Todas estas ideas han vuelto a mi mente hace unos días, al ver la pieza Performer de Cabello/Carceller, programada dentro del festival BAD de Bilbao y producida por Consonni. Se trata de una performance acompañada de un vídeo. Este va recorriendo los depósitos del Artium, con sus pinturas, sus esculturas envueltas en plásticos protectores, sus fotografías… y entre todas ellas, una chica que intenta pasar el rato leyendo, pensando o mirando las obras. Se trata de la performer, necesaria para cumplir con las características exactas de la pieza, por lo que está almacenada y catalogada junto al resto de obras del museo. En ese archivo de la memoria está ella, contándonos que el trabajo no está del todo mal, que la temperatura en almacenes es constante y que cotiza a la seguridad social; pero también reflexiona sobre la distancia entre la teoría y la práctica en arte, sobre la imposibilidad de una verdadera repetición en la performance; sobre la función de memoria que ejercen las colecciones y sobre qué ocurrirá con la obra cuando ella, la performer, no esté. Porque ¿cuál es el trazo que deja una actuación, una personificación, una presencia? Al mismo tiempo que vemos el vídeo en el Museo de Bellas Artes de Bilbao, la performer sale a escena: la pieza ha venido en préstamo. Mientras la observamos con el vídeo de fondo, su presencia y su imagen simultáneas, la performer reparte tarjetas con textos y susurra al oído de los espectadores “este momento no volverá a repetirse”.
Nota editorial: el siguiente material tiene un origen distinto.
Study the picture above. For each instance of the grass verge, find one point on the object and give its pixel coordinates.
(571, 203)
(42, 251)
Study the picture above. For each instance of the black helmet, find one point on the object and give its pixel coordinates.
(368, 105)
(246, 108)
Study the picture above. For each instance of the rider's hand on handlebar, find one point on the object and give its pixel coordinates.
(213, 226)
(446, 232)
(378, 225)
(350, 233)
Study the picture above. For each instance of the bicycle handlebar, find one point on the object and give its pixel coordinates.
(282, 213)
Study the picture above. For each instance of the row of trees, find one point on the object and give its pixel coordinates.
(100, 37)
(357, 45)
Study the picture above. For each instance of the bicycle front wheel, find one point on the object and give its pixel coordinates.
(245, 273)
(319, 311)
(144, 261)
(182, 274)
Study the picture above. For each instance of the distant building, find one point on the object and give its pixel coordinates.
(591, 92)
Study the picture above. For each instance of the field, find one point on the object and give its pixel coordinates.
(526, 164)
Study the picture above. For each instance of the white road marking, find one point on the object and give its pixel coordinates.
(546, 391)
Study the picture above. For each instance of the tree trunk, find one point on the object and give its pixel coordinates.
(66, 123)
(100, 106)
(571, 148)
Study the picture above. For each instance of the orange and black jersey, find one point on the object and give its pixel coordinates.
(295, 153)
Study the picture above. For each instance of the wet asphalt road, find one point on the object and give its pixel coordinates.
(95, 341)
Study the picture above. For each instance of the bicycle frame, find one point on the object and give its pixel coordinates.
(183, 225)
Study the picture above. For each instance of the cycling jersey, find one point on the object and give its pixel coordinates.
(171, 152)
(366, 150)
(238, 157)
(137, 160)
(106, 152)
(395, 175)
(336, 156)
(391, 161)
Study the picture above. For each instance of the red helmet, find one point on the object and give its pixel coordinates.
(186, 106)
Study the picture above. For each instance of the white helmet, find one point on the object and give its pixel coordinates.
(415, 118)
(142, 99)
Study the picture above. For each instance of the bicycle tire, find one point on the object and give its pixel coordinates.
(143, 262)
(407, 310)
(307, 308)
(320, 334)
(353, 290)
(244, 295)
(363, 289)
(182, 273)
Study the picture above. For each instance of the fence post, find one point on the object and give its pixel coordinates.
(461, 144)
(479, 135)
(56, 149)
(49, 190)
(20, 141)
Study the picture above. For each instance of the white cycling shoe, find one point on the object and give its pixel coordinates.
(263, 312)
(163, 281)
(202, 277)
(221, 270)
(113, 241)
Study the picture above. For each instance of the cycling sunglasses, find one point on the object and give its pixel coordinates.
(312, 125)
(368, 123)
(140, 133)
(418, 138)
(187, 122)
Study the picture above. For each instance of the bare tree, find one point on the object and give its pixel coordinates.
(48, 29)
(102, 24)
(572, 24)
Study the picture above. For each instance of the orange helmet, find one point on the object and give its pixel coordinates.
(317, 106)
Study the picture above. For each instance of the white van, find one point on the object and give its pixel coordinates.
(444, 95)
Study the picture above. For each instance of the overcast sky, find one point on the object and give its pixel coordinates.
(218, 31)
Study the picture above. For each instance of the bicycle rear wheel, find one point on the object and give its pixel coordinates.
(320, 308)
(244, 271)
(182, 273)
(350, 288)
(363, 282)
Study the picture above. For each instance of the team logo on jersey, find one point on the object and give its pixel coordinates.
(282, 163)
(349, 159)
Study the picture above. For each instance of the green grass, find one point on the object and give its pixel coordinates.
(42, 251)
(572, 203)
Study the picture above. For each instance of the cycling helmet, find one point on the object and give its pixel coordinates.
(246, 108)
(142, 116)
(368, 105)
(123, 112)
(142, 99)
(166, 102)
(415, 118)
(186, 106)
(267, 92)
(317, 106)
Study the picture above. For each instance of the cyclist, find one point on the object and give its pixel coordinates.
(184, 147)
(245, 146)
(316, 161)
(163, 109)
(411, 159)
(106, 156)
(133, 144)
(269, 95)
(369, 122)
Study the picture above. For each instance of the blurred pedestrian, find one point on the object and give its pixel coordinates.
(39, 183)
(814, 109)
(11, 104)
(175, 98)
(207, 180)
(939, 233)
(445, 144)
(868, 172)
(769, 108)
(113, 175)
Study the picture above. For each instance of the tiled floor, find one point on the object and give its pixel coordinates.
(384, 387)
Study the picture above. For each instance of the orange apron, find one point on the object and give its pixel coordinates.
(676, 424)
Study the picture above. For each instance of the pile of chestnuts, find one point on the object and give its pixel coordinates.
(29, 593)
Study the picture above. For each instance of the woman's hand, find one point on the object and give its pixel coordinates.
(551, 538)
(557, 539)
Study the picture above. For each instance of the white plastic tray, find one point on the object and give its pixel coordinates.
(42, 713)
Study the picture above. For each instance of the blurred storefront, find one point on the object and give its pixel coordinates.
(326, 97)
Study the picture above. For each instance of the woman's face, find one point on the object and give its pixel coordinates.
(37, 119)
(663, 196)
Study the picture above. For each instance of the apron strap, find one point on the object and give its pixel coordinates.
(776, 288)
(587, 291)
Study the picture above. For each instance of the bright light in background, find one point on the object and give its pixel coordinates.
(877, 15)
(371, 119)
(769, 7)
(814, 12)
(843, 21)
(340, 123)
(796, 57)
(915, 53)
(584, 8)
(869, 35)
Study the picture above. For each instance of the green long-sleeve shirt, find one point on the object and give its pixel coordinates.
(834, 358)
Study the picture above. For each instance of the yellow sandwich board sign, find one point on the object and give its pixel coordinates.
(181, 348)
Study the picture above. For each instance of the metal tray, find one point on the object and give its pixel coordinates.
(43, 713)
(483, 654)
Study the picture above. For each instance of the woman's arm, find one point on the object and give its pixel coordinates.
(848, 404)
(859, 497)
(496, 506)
Yo me pregunto: ¿llega algún momento a repetirse? El objeto puede guardarse, pero ¿puede el encuentro con el público replicarse en las mismas y exactas condiciones? Probablemente la pregunta más actual que nos plantean estas piezas gira en torno a cómo recordamos y creamos objetos para la memoria, cómo vemos y aceptamos las catalogaciones de la historia, y cómo vivimos y cómo rememoramos las piezas artísticas. Nos plantean que, aunque algunos objetos y sus vivencias puedan guardarse entre papeles de seda, inmutables, invariables, impolutos e intocables hasta el fin de los tiempos, las vivencias sólo existen durante un momento. Un momento que no, nunca volverá a repetirse.
"A desk is a dangerous place from which to watch the world" (John Le Carré)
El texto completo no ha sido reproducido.